Er bekruipt mij steeds sterker het gevoel dat er, wat radicalisering in Antwerpen betreft, binnen het stadhuis echt geen beleid rond deze problematiek is en inzicht  ontbreekt om daar werk van te maken. Tot die conclusie komt menig lezer van diverse kranten die de uitlatingen van politici in Antwerpen volgen. Maar even terug naar Slassi, hoe zit het met allochtone eettentjes en oude Vlamingen?

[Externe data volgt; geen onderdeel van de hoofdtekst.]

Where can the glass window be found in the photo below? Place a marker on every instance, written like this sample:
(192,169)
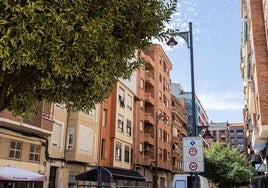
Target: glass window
(141,125)
(85,143)
(121,97)
(127,153)
(34,153)
(241,139)
(141,147)
(118,150)
(57,135)
(129,102)
(103,143)
(240,132)
(70,138)
(142,83)
(15,150)
(129,123)
(120,123)
(104,117)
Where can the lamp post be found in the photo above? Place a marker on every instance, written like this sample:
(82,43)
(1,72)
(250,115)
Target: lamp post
(158,117)
(188,37)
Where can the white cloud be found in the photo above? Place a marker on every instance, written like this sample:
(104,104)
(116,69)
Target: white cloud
(221,100)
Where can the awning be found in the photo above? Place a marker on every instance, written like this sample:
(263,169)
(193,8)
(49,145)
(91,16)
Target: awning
(108,174)
(12,173)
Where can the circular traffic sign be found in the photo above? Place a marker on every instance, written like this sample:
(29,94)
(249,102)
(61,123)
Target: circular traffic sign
(192,151)
(193,166)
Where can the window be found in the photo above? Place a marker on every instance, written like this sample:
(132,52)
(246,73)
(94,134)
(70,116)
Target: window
(121,98)
(129,127)
(160,153)
(141,147)
(103,143)
(15,150)
(91,112)
(165,136)
(240,132)
(60,106)
(104,117)
(160,133)
(34,153)
(160,60)
(241,139)
(70,138)
(141,125)
(160,95)
(57,135)
(120,123)
(141,103)
(85,143)
(118,150)
(127,154)
(142,83)
(129,102)
(165,154)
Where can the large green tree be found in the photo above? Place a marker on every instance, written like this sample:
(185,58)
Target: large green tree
(226,166)
(70,51)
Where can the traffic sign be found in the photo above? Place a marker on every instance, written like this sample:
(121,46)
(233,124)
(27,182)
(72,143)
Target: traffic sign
(193,159)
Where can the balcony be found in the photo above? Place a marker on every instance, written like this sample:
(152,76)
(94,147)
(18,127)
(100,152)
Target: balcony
(38,125)
(149,79)
(149,138)
(149,117)
(149,65)
(149,99)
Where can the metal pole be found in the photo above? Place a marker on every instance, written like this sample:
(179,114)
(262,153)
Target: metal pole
(158,117)
(156,151)
(192,79)
(193,93)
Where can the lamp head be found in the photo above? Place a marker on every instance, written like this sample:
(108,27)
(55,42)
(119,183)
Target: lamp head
(172,42)
(207,136)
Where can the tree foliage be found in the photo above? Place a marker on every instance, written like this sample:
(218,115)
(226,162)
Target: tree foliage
(226,166)
(70,51)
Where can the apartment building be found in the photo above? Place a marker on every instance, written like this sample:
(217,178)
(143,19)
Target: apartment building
(117,128)
(179,130)
(56,143)
(153,130)
(254,69)
(201,118)
(219,132)
(237,136)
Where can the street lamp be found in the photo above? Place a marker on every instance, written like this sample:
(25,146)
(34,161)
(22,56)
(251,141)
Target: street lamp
(188,37)
(158,117)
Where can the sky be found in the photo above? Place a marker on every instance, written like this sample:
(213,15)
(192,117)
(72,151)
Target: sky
(216,47)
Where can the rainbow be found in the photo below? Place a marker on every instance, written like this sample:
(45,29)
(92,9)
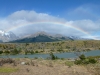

Of een Turkse of Marokkaanse eettent al of niet ook oude Vlamingen bereikt, is afhankelijk van de inspanning die ervoor gedaan wordt. En zaak met een iets betere inrichting dan een voetbalkantine uit de jaren vijftig, met frisse pint en glas wijn op de kaart en personeel dat ook Nederlandstalig is, bereikt de hele buurt en heeft een divers publiek. Er zijn genoeg zaken in Antwerpen die dit bewijzen. Zaken waar het personeel slecht de taal spreekt, geen glaasje wijn op de kaart staat, bereiken veel minder diversiteit. Het is dan ook absurd van Slassi om te zeggen dat het omgekeerd is, dat alcohol geschrapt wordt omdat de Vlaming toch niet komt.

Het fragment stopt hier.